Remarque : Lorsqu’ils se présentent à l’agent, les visiteurs commerciaux qui cherchent à entrer au Canada doivent avoir en leur possession tous les documents pertinents, dont les lettres d’appui de leur société mère et une lettre d’invitation de l’entreprise canadienne qui les accueille. Une déclaration verbale selon laquelle le demandeur réalise ses activités commerciales à l’extérieur du Canada peut être acceptée. Il peut toutefois être utile d’utiliser d’autres indications (p. ex. cartes d’affaires, documents d’affaires, dépliants publicitaires).

Exemple : Une entreprise dont le siège se trouve aux États-Unis offre des cartes marines et un logiciel aux navigateurs commerciaux et privés, y compris les amateurs de pêche sportive. L’entreprise n’a pas de succursale ou de société affiliée au Canada. Elle veut dresser la carte du lac des Bois, dont la plus grande partie est située au Canada, à l’aide d’instruments sophistiqués pour l’établissement d’une cartographie marine. Les produits finaux seront des cartes marines et un logiciel pour faciliter la navigation sur le lac des Bois. Ces produits seront vendus commercialement à toute personne intéressée. Pour ce faire, l’entreprise doit envoyer un bateau contenant ces instruments et deux employés qui feront le tour du lac des Bois pour mesurer sa profondeur et évaluer d’autres éléments. Ils retourneront ensuite aux États-Unis avec les données qu’ils auront recueillies. Ces données seront utilisées pour produire les cartes marines et le logiciel. Comme aucun contrat n’a été conclu avec un employeur canadien pour offrir ces services et que l’entreprise américaine bénéficiera directement des efforts des travailleurs étrangers, ceux-ci sont considérés comme des visiteurs commerciaux.

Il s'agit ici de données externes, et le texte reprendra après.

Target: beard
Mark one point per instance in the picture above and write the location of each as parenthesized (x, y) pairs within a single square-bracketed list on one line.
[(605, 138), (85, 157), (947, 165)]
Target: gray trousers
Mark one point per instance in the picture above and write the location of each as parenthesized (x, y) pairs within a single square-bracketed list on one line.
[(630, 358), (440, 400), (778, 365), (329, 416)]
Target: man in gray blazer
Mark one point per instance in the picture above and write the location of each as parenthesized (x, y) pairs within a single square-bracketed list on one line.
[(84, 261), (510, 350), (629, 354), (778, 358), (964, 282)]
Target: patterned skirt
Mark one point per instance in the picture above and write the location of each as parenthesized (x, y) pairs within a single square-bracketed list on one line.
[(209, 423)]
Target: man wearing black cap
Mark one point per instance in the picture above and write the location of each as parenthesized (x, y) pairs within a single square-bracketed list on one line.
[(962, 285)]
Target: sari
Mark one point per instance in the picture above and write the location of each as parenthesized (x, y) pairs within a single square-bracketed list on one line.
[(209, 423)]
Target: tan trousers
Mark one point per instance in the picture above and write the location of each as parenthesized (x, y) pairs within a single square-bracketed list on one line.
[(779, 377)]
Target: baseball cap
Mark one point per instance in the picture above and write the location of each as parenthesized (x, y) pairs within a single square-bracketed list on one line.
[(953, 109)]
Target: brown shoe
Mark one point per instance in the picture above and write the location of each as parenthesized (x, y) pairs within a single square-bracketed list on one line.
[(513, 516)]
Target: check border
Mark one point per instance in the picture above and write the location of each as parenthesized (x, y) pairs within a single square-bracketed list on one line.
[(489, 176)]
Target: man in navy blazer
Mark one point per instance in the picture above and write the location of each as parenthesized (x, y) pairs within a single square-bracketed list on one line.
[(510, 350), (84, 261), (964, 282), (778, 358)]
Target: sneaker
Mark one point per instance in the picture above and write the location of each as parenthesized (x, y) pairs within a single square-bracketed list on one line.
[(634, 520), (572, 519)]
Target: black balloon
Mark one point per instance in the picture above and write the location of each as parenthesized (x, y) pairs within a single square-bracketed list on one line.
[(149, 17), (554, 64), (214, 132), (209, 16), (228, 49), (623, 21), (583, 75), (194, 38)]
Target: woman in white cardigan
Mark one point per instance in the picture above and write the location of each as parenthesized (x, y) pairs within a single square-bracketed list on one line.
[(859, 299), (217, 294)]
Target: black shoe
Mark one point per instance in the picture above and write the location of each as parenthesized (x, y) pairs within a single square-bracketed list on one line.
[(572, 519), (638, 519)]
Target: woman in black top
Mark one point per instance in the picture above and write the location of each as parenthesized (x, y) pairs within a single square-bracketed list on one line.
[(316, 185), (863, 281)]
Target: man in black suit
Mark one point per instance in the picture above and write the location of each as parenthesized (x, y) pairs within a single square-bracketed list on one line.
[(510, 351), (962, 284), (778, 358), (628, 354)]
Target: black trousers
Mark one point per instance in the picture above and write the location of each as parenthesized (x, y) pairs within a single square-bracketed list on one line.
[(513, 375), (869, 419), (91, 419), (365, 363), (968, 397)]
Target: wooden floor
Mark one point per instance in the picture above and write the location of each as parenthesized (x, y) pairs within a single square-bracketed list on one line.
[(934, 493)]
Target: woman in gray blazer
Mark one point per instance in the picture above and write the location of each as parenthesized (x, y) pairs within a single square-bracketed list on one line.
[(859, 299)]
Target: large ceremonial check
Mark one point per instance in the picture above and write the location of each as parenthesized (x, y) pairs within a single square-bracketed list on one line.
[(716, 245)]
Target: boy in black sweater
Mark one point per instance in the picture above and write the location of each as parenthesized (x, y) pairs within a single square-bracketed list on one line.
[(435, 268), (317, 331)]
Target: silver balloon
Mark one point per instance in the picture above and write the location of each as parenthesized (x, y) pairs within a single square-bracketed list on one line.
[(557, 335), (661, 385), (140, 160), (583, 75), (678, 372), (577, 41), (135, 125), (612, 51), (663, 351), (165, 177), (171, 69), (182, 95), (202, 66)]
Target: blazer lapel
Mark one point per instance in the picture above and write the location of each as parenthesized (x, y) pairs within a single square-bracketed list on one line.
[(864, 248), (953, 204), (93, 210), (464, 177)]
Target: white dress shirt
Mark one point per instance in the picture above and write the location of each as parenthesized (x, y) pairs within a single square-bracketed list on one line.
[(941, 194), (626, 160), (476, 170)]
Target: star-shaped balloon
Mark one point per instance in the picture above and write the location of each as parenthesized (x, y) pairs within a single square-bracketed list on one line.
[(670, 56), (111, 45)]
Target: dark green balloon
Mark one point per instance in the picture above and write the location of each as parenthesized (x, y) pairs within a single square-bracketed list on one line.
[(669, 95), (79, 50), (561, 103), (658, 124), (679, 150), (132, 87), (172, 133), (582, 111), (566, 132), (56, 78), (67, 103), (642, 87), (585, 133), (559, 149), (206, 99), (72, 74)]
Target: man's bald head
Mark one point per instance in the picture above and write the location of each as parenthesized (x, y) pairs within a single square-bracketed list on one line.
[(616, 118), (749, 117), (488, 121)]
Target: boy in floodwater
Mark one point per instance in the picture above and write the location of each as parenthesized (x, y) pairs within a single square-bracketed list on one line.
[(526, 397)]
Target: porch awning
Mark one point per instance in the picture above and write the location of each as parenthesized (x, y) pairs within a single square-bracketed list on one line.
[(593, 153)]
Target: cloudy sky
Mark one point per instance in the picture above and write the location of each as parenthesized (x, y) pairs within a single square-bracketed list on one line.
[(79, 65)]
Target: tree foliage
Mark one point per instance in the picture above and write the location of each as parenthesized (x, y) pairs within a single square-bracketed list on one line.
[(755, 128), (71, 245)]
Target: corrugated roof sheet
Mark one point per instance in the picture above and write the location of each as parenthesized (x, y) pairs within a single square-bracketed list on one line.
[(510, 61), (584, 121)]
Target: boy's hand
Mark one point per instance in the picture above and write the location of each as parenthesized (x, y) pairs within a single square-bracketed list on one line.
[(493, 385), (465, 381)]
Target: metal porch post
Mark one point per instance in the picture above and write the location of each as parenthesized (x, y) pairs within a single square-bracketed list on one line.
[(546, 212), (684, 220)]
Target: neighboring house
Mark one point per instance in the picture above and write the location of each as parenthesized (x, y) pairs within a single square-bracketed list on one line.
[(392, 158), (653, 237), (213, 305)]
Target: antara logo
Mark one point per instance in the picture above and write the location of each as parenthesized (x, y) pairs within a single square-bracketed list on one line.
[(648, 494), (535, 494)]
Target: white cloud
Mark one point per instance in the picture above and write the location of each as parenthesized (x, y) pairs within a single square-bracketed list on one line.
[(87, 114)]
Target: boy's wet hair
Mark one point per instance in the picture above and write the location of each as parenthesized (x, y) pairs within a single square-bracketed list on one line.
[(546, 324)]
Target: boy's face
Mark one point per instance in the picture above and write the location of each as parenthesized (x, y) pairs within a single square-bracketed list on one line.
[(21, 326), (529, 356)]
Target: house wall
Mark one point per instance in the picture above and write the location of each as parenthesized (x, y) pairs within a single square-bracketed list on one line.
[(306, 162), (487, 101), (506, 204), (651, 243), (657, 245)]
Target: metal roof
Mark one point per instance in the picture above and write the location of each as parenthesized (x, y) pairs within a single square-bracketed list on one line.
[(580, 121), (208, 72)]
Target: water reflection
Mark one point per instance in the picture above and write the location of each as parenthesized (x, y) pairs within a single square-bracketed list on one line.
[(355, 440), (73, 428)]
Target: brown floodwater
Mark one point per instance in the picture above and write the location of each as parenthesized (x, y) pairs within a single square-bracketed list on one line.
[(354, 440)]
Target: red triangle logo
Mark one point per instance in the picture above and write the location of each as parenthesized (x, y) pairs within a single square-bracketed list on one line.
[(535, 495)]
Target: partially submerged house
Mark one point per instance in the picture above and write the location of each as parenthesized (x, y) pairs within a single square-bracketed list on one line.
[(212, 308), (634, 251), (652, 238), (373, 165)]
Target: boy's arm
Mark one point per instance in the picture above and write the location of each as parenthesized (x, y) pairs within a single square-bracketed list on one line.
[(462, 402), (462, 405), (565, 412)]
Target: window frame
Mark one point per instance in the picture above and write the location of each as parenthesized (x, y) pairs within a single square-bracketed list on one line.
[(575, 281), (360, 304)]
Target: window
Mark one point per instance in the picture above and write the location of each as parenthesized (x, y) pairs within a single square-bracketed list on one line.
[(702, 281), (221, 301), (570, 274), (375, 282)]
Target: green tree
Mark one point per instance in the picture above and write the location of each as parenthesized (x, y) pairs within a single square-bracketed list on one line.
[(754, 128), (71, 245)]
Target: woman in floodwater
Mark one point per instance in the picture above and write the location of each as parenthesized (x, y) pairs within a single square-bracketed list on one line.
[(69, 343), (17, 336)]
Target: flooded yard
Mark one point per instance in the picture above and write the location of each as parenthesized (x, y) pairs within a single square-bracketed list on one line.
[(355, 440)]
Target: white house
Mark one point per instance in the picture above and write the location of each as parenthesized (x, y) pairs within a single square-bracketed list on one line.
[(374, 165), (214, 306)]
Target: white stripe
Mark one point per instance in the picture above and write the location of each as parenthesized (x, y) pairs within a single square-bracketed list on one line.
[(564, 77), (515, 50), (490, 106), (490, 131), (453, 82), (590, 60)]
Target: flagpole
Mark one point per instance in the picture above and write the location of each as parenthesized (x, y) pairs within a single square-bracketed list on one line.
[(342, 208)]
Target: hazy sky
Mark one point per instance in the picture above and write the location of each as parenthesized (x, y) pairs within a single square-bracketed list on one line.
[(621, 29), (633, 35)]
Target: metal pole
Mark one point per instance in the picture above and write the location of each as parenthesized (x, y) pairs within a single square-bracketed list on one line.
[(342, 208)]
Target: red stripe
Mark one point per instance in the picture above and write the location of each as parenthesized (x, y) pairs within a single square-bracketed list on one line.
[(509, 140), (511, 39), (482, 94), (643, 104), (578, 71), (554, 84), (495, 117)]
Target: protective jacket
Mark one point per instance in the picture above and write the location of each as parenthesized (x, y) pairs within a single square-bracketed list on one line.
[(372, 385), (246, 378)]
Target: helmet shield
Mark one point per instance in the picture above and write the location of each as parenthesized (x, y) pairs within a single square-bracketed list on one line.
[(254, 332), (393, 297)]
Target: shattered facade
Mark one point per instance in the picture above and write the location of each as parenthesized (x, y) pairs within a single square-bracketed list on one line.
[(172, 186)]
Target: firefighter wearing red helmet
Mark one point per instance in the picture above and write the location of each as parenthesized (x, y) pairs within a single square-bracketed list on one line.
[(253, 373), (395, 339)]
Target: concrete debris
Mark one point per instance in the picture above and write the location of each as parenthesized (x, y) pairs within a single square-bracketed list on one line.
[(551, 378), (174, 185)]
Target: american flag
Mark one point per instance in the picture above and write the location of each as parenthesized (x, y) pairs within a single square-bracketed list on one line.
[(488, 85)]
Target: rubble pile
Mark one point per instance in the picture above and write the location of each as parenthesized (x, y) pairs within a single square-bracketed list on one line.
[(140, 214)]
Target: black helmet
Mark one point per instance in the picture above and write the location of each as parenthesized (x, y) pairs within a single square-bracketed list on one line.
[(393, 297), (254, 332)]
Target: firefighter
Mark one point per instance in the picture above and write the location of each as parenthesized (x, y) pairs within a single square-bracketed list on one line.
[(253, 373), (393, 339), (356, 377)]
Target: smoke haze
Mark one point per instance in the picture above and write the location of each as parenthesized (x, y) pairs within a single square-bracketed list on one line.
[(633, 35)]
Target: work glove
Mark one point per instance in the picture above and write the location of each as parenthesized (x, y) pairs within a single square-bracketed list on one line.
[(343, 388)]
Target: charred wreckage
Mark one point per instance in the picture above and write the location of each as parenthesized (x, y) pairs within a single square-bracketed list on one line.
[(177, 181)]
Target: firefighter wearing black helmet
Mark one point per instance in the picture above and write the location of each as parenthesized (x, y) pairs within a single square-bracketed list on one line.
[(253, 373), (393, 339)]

Service après-vente et services de location

Le service après-vente et les services de location comprennent les services qui sont fournis par des personnes qui réparent et font de l’entretien courant, qui supervisent les monteurs, qui mettent sur pied et testent les équipements commerciaux ou industriels (y compris les logiciels d’ordinateurs). La mise sur pied ne comprend pas les installations manuelles généralement effectuées par les métiers du bâtiment ou de la construction (électriciens, tuyauteurs, etc.).

L’article R187 s’applique également aux personnes qui cherchent à entrer au Canada pour effectuer l'entretien courant ou la réparation d'équipement spécialisé, acheté ou loué à l’étranger, à la condition que les services effectués fassent partie de la convention de vente initiale ou prolongée du contrat de location, de la garantie ou du contrat de service.

Le service après-vente et les services de location comprennent également les situations où la convention de vente ou de location ou le bon de commande concerne la mise à niveau d'un logiciel servant au fonctionnement d’équipement vendu ou loué antérieurement. Un technicien d’entretien qui vient au Canada pour installer le logiciel, le configurer ou donner de la formation sur celui-ci est considéré comme un visiteur commercial dans la mesure où l’activité liée au service après-vente ou aux services de location est clairement décrite dans la nouvelle convention de vente ou de location ou le nouveau bon de commande. Une convention de vente ou de location ou un bon de commande pour un logiciel qui a été mis à niveau est un nouveau contrat pour un nouveau produit. Comme dans l’ALENA, les travaux de construction et de bâtiment n’entrent pas dans le cadre de cette disposition.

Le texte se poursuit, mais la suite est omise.